Yes. SpaceX has done bad things and deserves to be criticized for them. But (and I think this is analogous to a lot of issues) the problem here isn’t that SpaceX isn’t NASA; it’s that NASA doesn’t have the political room to experiment and inevitably sometimes fail that SpaceX does. This is too complex an issue to fit all the layers and nuance into one honk, but “SpaceX is bad because their rockets explode” is not a good analysis. https://chaos.social/@russss/110249195107310284
I think a lot of people who favor public ownership of publicly important things get tricked this way, into thinking that we should have the status quo but with different structures on paper.
Imagine a NASA that wasn’t being dogwalked by Congress, that got to apply most of its budget to weird-but-might-work stuff like New Horizons and the helicopter on Mars. Imagine a NASA with a 35% failure rate but a 65% “holy fuck, whoa” rate for uncrewed space missions.
Public ownership of gray, stable, safety-of-life infrastructure that should not be run at a profit is clearly necessary. It does not follow that everything publicly owned should be boring and reliable.
@Wolven Yeah.

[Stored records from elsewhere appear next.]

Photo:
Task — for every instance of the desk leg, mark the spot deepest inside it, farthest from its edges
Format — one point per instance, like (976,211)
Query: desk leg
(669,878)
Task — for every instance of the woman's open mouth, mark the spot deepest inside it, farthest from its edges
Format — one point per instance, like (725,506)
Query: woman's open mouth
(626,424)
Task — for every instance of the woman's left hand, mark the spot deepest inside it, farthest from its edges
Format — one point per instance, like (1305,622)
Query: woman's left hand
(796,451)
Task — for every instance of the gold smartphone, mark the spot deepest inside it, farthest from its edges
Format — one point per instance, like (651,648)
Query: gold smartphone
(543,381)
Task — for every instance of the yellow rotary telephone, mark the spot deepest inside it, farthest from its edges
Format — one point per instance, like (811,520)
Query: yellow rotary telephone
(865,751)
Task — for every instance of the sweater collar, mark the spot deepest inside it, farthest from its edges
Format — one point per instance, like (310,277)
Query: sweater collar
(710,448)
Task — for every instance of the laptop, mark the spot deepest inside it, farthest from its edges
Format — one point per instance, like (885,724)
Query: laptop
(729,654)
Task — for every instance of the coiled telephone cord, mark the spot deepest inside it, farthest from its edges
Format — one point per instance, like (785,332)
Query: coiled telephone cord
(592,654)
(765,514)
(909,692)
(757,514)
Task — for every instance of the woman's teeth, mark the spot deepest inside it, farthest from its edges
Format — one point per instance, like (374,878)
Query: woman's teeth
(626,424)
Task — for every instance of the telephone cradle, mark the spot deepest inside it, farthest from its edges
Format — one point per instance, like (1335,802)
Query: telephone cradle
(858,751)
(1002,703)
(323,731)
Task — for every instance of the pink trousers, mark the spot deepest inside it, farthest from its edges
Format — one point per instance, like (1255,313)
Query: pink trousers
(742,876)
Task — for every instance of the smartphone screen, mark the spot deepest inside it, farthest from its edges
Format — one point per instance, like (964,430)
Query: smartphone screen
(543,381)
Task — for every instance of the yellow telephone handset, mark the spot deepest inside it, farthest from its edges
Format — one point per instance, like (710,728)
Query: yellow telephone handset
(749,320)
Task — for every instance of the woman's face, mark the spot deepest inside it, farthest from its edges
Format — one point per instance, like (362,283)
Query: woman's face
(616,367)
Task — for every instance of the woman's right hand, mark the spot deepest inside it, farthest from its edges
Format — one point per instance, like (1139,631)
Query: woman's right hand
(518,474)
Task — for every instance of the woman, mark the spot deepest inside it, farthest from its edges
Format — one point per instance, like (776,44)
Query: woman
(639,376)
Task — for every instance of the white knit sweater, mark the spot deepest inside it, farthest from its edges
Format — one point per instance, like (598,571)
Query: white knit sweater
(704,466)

Sometimes I dare to hope that improving this situation, as unimportant as it seems to the big picture, might provide some inspiration for progress on more pressing issues.
@vruba The first, but also, using that to broaden it out to larger discussions on what you mention about, y'know, properly funding and supporting NASA.
Because, yes, imagine if NASA was given to tools, leeway, and respect their track record deserves. Sure would be nice.